Als Beispiel für ihre These führte Noelle-Neumann die Wahlniederlage der CDU/CSU im Jahr 1976 an, für die das Fernsehen wahlentscheidend gewesen sei. Als Konsequenz setzte sich in den folgenden Jahren vor allem die CDU/CSU für die Einführung des Privatfernsehens ein, um ein mediales Gegengewicht zu den vermeinlich "linkslastigen" öffentlich-rechtlichen Fernsehanstalten zu schaffen. Der besonders große Einfluss, den Noelle-Neumann dem Fernsehen im Gegensatz zu anderen Medien zuschreibt, beruht darauf, dass durch die vorgebliche Suggestivität und Authentizität des Fernsehens diesem besondere Glaubwürdigkeit zukomme. Das starke Wirkungspotential des Fernsehens fasst Noelle-Neumann dabei mit den drei Begriffe Kumulation, Konsonanz und Öffentlichkeitseffekt zusammen.

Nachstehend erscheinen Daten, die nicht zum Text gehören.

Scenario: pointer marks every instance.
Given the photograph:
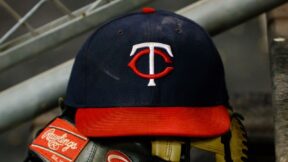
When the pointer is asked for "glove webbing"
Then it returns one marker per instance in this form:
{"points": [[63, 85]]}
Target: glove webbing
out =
{"points": [[231, 147]]}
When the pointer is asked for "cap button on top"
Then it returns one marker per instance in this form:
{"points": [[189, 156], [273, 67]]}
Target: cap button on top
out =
{"points": [[148, 10]]}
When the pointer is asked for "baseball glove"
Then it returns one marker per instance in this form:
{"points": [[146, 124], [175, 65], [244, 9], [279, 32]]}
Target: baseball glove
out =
{"points": [[60, 141]]}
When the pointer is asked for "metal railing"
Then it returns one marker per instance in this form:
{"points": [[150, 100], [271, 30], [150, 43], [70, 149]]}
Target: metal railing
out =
{"points": [[58, 31]]}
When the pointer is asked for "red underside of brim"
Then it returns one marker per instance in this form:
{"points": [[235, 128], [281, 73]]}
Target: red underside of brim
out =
{"points": [[156, 121]]}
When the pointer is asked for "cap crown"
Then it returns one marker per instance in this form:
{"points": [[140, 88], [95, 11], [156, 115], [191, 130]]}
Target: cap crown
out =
{"points": [[105, 70]]}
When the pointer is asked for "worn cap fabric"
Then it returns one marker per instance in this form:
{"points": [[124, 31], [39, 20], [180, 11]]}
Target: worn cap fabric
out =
{"points": [[149, 73]]}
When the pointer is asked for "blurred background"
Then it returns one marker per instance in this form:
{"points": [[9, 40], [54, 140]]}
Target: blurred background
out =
{"points": [[244, 50]]}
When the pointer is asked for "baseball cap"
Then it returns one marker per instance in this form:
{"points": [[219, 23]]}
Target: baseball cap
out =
{"points": [[149, 73]]}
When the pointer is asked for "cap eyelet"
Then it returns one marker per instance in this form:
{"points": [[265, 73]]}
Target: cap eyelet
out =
{"points": [[120, 32], [178, 30]]}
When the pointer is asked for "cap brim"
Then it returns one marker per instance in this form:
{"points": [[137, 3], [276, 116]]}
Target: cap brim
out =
{"points": [[153, 121]]}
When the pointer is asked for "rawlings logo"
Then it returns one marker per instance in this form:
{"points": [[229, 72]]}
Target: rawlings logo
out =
{"points": [[151, 51], [56, 141]]}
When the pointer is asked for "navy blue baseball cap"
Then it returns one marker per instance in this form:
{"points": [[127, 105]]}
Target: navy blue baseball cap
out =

Vor allem in Deutschland wurde Noelle-Neumanns Theorie der Schweigespirale kontrovers diskutiert und auch international wurde vielfach Kritik geübt. Hauptkritikpunkte sind einerseits die mangelnde empirische Fundierung der Theorie. So wurde speziell der Wahlanalyse von 1976 vorgeworfen, dass Noelle-Neumann keine Inhaltsanalyse der Fernsehberichterstattung durchgeführt hatte und ihre Einschätzung der Journalisteneinstellung einerseits vermutlich vornehmlich auf Befragungen von Printjournalisten beruhte. Bemängelt wurde zudem, dass die befragten Journalisten nicht nach ihrer politischen Präferenz bzw. ihrer Berichterstattung gefragt wurden.
Zusammengefasst ergibt sich, dass die bisher vorliegenden Befunde zur Schweigespirale widersprüchlich und alles andere als konsistent sind. Aus diesem Grund wird Noelle-Neumanns Schweigespirale von einigen Medienwissenschaftlern abgesprochen, eine Theorie zu sein.